Niche players are still making waves in national radio’s pond

Current City wisdom has it the carnival is nearly over for commercial radio. But, as George Pitcher argues, the market still has potential for growth. George Pitcher is joint managing director of media consultancy Luther Pendragon

You may not have heard of Pitcher’s Theory of Inverse American Radio Audience Proportion – or Tiarap for short (short for tiara-poom-diay). It is simply this: The more letters there are in the name of an American radio station, the fewer will be the listeners to whom it is broadcasting. Thus, TNR broadcasts to 12 million, while YMR-TJBQ will have an audience of three, one of whom is deaf.

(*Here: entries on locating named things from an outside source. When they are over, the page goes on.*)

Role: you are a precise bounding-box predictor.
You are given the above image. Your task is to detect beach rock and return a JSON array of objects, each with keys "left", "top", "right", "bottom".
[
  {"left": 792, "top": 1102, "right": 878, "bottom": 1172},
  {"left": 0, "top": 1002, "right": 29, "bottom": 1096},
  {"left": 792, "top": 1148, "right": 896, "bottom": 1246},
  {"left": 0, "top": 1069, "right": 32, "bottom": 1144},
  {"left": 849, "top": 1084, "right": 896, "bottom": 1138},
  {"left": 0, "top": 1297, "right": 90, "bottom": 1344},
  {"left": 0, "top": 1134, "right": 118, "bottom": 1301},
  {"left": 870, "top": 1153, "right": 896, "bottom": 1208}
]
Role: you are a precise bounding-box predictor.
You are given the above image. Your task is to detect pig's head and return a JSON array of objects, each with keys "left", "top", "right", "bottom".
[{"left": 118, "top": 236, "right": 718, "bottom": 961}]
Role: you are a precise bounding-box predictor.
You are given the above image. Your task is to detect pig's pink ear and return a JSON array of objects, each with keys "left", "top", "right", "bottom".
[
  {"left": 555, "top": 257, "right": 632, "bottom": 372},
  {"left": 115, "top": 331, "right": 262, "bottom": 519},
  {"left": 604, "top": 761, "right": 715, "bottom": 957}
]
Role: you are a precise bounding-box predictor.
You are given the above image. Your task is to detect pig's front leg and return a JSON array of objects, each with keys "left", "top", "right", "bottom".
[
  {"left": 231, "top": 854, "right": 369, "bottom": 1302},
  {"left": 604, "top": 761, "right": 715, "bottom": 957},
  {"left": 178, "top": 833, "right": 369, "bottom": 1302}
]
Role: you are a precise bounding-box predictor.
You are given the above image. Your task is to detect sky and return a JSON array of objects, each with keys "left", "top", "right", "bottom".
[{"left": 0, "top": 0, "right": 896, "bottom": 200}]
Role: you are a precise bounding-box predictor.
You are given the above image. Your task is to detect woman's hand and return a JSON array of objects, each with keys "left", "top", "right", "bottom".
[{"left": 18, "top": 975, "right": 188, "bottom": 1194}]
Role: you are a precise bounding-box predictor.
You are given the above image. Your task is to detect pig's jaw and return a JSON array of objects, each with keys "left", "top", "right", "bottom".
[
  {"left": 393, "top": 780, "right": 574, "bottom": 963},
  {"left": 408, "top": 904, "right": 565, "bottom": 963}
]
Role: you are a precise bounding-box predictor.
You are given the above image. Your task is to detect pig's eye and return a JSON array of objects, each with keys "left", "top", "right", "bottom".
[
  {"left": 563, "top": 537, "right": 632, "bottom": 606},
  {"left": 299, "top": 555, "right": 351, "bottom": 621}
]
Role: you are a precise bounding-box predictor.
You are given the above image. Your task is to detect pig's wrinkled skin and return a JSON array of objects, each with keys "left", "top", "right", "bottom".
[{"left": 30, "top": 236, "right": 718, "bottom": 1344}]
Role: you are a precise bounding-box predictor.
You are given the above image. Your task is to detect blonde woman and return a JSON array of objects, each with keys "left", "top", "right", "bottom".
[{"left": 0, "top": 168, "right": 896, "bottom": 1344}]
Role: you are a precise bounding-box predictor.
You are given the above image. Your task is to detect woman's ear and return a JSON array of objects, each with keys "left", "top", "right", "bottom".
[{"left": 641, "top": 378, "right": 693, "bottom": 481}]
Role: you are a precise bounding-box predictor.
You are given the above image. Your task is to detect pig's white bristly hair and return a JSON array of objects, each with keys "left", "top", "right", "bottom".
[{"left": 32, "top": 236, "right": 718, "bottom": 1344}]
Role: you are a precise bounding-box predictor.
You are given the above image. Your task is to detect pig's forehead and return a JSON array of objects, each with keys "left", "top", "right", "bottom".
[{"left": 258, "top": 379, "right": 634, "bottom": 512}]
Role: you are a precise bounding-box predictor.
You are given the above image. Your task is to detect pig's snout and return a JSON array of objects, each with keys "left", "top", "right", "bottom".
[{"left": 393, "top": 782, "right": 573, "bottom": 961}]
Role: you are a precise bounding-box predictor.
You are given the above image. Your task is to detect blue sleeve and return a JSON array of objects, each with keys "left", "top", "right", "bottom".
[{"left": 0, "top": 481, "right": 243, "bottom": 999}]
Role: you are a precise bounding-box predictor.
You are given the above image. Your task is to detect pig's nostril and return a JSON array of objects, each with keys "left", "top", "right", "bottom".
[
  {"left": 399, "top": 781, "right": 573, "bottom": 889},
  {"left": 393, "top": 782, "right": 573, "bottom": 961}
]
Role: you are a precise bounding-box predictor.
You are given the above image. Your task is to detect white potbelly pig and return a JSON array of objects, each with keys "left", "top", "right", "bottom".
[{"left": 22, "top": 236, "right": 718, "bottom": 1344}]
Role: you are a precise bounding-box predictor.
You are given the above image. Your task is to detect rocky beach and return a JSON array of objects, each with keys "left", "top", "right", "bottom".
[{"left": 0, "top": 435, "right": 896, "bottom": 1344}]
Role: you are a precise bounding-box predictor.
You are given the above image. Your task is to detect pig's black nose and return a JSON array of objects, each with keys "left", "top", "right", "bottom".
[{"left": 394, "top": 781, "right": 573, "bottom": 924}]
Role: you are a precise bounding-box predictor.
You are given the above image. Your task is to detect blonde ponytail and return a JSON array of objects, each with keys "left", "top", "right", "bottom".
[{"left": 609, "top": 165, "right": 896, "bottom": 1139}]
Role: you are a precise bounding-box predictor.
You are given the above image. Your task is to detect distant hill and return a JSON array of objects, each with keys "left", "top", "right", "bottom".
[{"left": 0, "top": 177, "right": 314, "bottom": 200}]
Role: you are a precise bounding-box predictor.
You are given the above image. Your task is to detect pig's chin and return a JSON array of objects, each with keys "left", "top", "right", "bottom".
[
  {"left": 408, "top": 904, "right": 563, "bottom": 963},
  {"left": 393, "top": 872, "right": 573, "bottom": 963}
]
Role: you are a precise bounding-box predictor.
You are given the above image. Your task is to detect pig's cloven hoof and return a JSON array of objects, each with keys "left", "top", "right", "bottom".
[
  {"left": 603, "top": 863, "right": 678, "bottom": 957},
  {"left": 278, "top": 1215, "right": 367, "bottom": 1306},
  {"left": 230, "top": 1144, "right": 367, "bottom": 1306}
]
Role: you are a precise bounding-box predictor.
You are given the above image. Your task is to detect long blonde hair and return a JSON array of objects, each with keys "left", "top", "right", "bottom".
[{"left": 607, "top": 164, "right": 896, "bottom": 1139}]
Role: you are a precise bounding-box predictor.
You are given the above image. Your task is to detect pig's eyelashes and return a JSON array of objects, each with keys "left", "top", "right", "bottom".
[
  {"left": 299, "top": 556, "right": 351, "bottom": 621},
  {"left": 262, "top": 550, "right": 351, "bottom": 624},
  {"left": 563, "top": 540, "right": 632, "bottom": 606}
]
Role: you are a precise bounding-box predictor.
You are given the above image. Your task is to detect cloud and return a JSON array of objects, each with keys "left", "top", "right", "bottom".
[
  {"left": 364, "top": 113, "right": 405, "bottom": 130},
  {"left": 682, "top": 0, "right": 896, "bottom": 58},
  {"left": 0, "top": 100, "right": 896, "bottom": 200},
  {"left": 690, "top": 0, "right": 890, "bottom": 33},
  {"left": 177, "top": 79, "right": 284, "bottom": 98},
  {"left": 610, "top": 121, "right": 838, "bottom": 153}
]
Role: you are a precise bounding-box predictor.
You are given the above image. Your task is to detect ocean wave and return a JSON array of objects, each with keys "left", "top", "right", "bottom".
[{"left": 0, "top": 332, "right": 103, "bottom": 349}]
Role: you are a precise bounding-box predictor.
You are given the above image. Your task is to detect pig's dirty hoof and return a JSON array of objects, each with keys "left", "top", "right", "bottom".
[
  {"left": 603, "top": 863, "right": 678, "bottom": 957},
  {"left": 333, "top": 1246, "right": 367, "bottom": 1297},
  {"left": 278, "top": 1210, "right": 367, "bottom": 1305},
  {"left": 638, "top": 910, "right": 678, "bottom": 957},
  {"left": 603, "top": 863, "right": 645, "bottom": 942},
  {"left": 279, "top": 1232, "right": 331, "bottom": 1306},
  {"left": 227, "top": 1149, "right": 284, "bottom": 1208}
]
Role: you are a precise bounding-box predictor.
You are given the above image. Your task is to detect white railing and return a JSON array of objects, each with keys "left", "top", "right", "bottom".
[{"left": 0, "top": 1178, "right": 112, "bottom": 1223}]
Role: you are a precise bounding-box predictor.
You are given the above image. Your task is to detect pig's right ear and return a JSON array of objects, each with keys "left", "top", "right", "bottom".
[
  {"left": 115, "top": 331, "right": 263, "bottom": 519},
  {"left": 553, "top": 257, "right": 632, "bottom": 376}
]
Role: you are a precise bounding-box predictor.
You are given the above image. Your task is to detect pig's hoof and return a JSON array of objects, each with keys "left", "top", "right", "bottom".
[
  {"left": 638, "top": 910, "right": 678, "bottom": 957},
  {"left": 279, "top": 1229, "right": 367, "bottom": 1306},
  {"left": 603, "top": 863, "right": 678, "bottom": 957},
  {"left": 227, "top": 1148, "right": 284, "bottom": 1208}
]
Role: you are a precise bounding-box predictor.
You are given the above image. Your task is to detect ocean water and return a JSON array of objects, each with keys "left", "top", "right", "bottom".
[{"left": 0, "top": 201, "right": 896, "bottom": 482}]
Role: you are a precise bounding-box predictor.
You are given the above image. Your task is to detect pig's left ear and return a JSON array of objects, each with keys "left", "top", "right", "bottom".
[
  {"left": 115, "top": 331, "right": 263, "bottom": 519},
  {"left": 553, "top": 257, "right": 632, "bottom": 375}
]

One of the delights of the American radio market – indeed, of American media – is its fragmentation. Small radio stations serve local communities and towns, often with large audiences by British standards. National broadcasters and large radio groups cannot provide the regional detail and, in any event, can co-exist easily enough since they are offering patently different services.

The story is different in the UK. There are fruitful economies of scale that can be made by lumping local radio interests together in a single corporate entity and, let’s face it, the country isn’t big enough for a diverse range of local and regional radio interests to prosper. Or so it is said.

As the Commercial Radio Convention meets this week in London, conventional wisdom has it that there is little prospective corporate growth to be found in commercial radio. The market is facing the so-called zero-sum game. With the AM and FM wavebands all but full, so the argument goes, the publicly listed commercial radio majors – Capital Radio, EMAP and GWR – have exhausted the domestic market and must look elsewhere for earnings growth.

I believe there are growth opportunities at the tightly targeted, local end of the market, more of which in a moment. And I believe the majors are not in anything like the earnings hole that their detractors would have us believe they are.

Take GWR, the Swindon-based local radio group. There are those who would point to GWR’s “invasion” of eastern Europe as a sign that British radio conglomerates must look to foreign markets to survive. GWR plans a collaboration with the BBC World Service (assuming there still is such a thing) that will secure a licence for nine news and talk radio stations in Poland. GWR would have an initial one-third stake in the co-venture and the BBC believes such deals are very much the way of the future.

That may be so, but it does not necessarily mean the domestic UK game is over. For one thing, there will be ailing radio stations to which the majors will still be able to bring their clout. Classic FM, for example, is a success story in terms of audience figures, but it can’t make money – it posted a near-2m loss last month (admittedly largely due to ill-starred overseas ventures). GWR is taking control of Classic FM, by buying Time Warner’s stake, and will doubtless bring greater financial controls to bear.

For another thing, the UK commercial radio majors have been ripping out overheads for purposes of enhancing financial performance. With little prospect of another advertising recession in the medium-term, there has to be room for some organic growth in revenues, now that they are lean and mean fighting machines.

But where the really exciting growth opportunities lie is in the market for tightly targeted, niche radio stations, providing the sort of local service that would prove too cumbersome and costly for the current majors. Those majors will claim that they can preserve local identity, but it simply does not make economic sense for them to run a fragmented and discrete network of small community and town stations.

The result, to my mind, will be the emergence of a new sort of radio business specialising in proliferating niche markets, serving towns or parts of towns. They will not carry the overhead weight of the majors, precisely because they will not be going for the huge pan-metropolitan licences (which the majors control anyhow).

When EMAP acquired Newcastle-based Metro Radio last year, the incumbent management team quit to form The Radio Partnership (TRP). The four directors know a thing or two about building major regional radio groups. Metro started as a single radio operation in Newcastle and grew to a public listing and the operation of ten licences in the North-east and Yorkshire. EMAP paid some 100m for the company.

While that is typical of EMAP’s growth strategy, it is significant that TRP is aiming for niche or local markets and, apart from residual interests bought from EMAP, has acquired eight stations in as many months in locations as diverse as Swansea, Stoke and Bradford.

It used to be said of building societies that their market would develop into one dominated by two or three majors, with a plethora of local outlets and nothing in between. But financial services do not require a local culture. Radio broadcasting does, and that market model – the majors, plus a proliferation of niche operators – is where the growth will emerge.

We might even see some of the operators of these new niche radio networks seek public listings. And that could put an end to talk of zero-sum games.